地震リスク delphis manta blue

身近な地震リスク 減災を目指して

<復興を願い 2011.3.11東日本大震災>
<未曾有の巨大災害 記録>

防災対策・啓蒙の行政格差

2006-12-02 | 地震リスク
30年以内に70%の確率で発生が予想される首都直下地震。東京都、神奈川県、千葉県、埼玉県を中心に経済被害は112兆円の規模に及ぶ。

想定される建物被害は85万棟に及ぶ。風速15メートル、夕方18時の条件で発生した場合には最悪65万棟の建物が焼失する。揺れによる倒壊より、火災による焼失が全体の77%を占めるのが特徴だ。

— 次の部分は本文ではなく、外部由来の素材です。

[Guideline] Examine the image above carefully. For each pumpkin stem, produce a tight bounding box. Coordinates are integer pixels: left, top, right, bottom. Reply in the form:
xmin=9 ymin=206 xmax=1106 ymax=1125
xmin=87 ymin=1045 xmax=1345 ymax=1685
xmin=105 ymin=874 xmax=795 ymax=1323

環状6,7号線沿いに火災旋風が発生するとのことであるが、密集市街地を中心に火の海になるのは確実だ。恐怖を煽るつもりはないが、地域住民のことを思うと早く密集市街地の解消と防火、防災対策をすすめるべきだ。すすめるのは行政が中心となるだけでなく、地域住民がもっとも先頭にたつべきである。

首都直下地震の火災焼失予想図をみてふとある地域に注目した。
(画像は政府中央防災会議公表資料より)

焼失地域は東京都だけでなく近隣地域まで広がっている。今年9月に輝かしくオープンしたラゾーナ川崎のある川崎市。工業都市からチネチッタ、ミューザ川崎、ラゾーナ川崎とさまざまな注目施設を建設し、高層マンションが建ち並ぶ住む街へと変貌している。その川崎市のある一角は東京都と同様にメッシュが真っ赤に塗りつぶされている地域があった。

国道15号線の東南側の川崎区小田2,3丁目地区。この周辺はグーグル・アースの地図上でみるとくもの巣のような狭い道に木造住宅がひしめきたっている。いわゆる密集市街地で川崎市では平成5年より「密集住宅市街地整備促進事業」を導入し、道路・公園などの公共施設整備や燃えにくい建物への建替えを支援している。面積は約25.8ヘクタールと広範囲にわたるが、全国ワースト1位の大阪市、2位の横浜市ほどではない。しかし、なかなか解消されないようだ。

全国の自治体では、地震対策として同様の施策により減災を目指しているが、地域により防災格差が広がっている感じがする。各自治体のホームページ上でも、東京都、千葉県は地震被害想定を地盤、建物の危険度等を市区町村、丁目単位で公表している。一方、神奈川県、埼玉県では地震被害想定が国の想定結果より古く、地域の危険度も公表されていない。この2県は首都直下地震では震度6弱以上の揺れに見舞われる県である。地域住民への防災啓蒙活動もホームページを見る限り、「防災」という言葉があまり見つからない。

市町村単位でも同様だ。横浜市の場合、ホームページで地震に関する情報がすぐ見つけやすい。危機管理室をクリックすると危険度を表示した地震マップを見つけることができた。一方、さいたま市、川崎市、千葉市では地震マップが掲載されていない。

自治体にとって被害軽減は地震発生後の財政面での負担軽減にもつながるはずだ。地域住民も「自分の家は大丈夫」とか「どうせ火事になるし壊れるから」とか無責任さによって地域の被害を拡大し、自分に負担がかえってくることになる。

わが家の耐震化はもちろん、地域の危険な建物、道路等をなくす活動を行うべきである。防災訓練のみでは被害は軽減しない。